The transcribed interviews will be content analysed in NVivo using the TDF and CFIR as coding frameworks [22, 27]. Data will be analysed throughout recruitment on an on-going basis until a sample size of 30 is achieved, or the point of saturation (where no new responses emerge) is reached [24]. In addition to identifying specific beliefs relating to prescribing behaviour, the analyses will aim to determine which domains could be potential intervention targets [27]. There will be research team discussion throughout analysis process to raise multiple perspectives, and decision will be made through a process of deliberation and consensus.
Ethical considerations and authorisations
All members of the RAPiD trial study team have undergone training in Good Clinical Practice (GCP). GCP is an international ethical and scientific quality standard for designing, conducting, recording, and reporting studies that involve human participants.

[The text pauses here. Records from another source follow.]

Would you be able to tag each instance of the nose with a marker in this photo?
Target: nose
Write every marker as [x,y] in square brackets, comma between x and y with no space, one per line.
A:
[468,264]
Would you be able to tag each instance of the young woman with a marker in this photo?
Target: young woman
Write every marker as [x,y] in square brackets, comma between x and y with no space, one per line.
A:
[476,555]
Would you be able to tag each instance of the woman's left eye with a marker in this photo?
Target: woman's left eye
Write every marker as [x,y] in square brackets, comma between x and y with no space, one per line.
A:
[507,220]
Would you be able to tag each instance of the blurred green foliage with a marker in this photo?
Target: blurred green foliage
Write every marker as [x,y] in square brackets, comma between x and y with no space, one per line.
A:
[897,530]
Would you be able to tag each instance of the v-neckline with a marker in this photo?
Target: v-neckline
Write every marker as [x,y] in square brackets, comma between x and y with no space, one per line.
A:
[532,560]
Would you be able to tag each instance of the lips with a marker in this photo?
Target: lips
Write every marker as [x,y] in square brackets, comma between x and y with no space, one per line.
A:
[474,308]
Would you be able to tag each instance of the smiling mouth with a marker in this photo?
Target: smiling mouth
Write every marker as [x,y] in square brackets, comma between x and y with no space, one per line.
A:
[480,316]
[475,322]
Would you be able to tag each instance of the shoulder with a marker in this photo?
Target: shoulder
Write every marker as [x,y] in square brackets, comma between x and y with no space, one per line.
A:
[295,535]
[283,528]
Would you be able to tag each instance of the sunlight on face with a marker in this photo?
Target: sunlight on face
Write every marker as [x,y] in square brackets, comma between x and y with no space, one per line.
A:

In September 2011, a harmonised edition of the UK Governance Arrangements for Research Ethics Committees (GAfREC) came into effect and research involving NHS staff as participants by virtue of their professional role was excluded from the normal remit of NHS Research Ethics Committees. The East of Scotland Research Ethics Service considered the RAPiD trial protocol and confirmed that it did not require ethical review or approval by an NHS REC (Ref: 11/GA/229). In addition, the protocol was submitted to the NHS Research Scotland Permissions Coordinating Centre and reviewed by the Tayside Medical Science Centre (TASC) Research and Development (R&D) office. They classified the RAPiD trial as service development/audit and confirmed that it did not require R&D registration, formal review, or approval. Confirmation has been received from all 14 Scottish Health Boards that they have been notified about the trial and have added it to their Audit and Clinical Governance records. The RAPiD trial’s International Standard Randomised Controlled Trial Number (ISRCTN) registration is ISRCTN 49204710.
Trial status
To date (December 2013), baseline and six-month feedback interventions have been delivered.